I had busily photographed this whole scene, neither Marsha nor Ed paying me the slightest attention. When he had done eating, though, he fixed his eyes on me, and I got down on my knees and reached towards him. In classic cat fashion, he sniffed my hand and accepted a quick scratch between the ears – and then he got up and moved just out of reach. “I had almost gone out today to go to the pound to see if I could find him a playmate,” Marsha said, “but then I got involved with the beads. I should take him outside for more exercise, but you see the way people drive around here.”

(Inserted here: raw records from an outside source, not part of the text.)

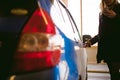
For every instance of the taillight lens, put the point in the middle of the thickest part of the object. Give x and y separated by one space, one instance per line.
39 46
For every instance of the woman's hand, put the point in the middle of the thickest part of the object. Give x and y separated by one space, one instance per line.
109 13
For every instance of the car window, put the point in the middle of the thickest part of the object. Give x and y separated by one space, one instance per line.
64 20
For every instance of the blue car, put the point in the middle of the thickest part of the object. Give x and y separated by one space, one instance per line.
39 40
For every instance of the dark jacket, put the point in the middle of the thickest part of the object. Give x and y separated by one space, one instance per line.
108 37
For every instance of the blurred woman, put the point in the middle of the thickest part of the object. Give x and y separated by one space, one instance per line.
108 37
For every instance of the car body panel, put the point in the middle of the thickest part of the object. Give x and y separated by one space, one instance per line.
70 66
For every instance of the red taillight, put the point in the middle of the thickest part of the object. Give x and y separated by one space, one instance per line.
40 22
39 45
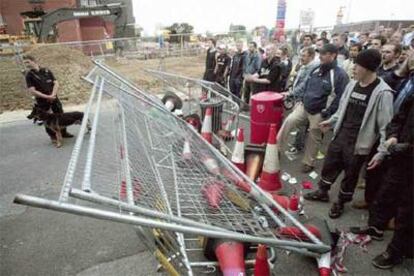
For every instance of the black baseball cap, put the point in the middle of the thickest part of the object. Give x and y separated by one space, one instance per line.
329 48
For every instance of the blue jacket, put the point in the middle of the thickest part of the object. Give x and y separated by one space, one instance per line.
319 87
252 63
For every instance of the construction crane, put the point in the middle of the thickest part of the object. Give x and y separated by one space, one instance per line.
42 24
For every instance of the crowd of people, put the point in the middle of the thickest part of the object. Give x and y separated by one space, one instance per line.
362 89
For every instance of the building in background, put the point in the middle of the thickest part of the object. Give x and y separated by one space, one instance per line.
21 16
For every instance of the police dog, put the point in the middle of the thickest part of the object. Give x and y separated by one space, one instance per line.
58 121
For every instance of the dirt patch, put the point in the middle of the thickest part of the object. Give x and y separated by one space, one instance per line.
134 70
70 65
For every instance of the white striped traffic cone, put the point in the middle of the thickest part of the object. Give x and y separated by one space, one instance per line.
225 133
211 165
238 152
186 150
270 178
324 264
206 130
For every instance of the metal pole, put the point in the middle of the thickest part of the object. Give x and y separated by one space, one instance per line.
86 183
130 193
133 220
67 182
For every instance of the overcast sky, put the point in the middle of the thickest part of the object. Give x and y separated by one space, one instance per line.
217 15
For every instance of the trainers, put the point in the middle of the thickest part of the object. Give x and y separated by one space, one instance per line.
306 168
362 204
318 195
375 233
337 210
67 135
386 260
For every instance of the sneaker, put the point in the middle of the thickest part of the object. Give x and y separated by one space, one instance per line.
293 151
386 260
337 210
318 195
391 224
375 233
362 204
67 135
320 155
306 168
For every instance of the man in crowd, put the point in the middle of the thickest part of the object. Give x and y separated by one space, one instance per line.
339 42
405 52
307 65
42 84
286 68
236 70
349 64
377 42
222 66
408 37
321 96
252 62
395 197
365 110
270 73
390 54
307 41
364 40
318 46
210 61
396 38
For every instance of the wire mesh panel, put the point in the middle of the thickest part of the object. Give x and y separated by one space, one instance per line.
155 171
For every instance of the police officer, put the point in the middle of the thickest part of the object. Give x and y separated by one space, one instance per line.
41 83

“Does he shed much?” asked George. “Oh, my, yes,” Marsha laughed, “and I collect it all. I got this today –” and she pulled a large handful out of a grocery bag. “I might try using it to fill a pillow.”
Or a couch, I thought.
Ed showed no more enthusiasm for us, and it had come time for us to take our leave. We thanked Marsha heartily for her hospitality and went back outside – just as a woman walked by, pushing a baby in a stroller; two other children, perhaps four and six years old, walked alongside her. The woman’s pinched cheeks and the children’s faded clothes looked like modern-day echoes of FSA photos in Appalachia during the Depression. “My neighbors,” Marsha said to us. They stopped at the blue shoes leaning on the fence.
“You can go ahead and take them,” Marsha said. “These gentlemen found them in the street before.” The woman instructed one of the children to pick up the shoes and their former container, and she looked inside one of them. “These will fit your father,” she said, “and we have that wedding to go to next week.” All four of them passed through the backyard gate and down the hill to their house, the shoes going home with them.
Marsha waved goodbye and went back to her beads, and George and I got back in the car shaking our heads, not sure if we had really seen everything that we had just seen.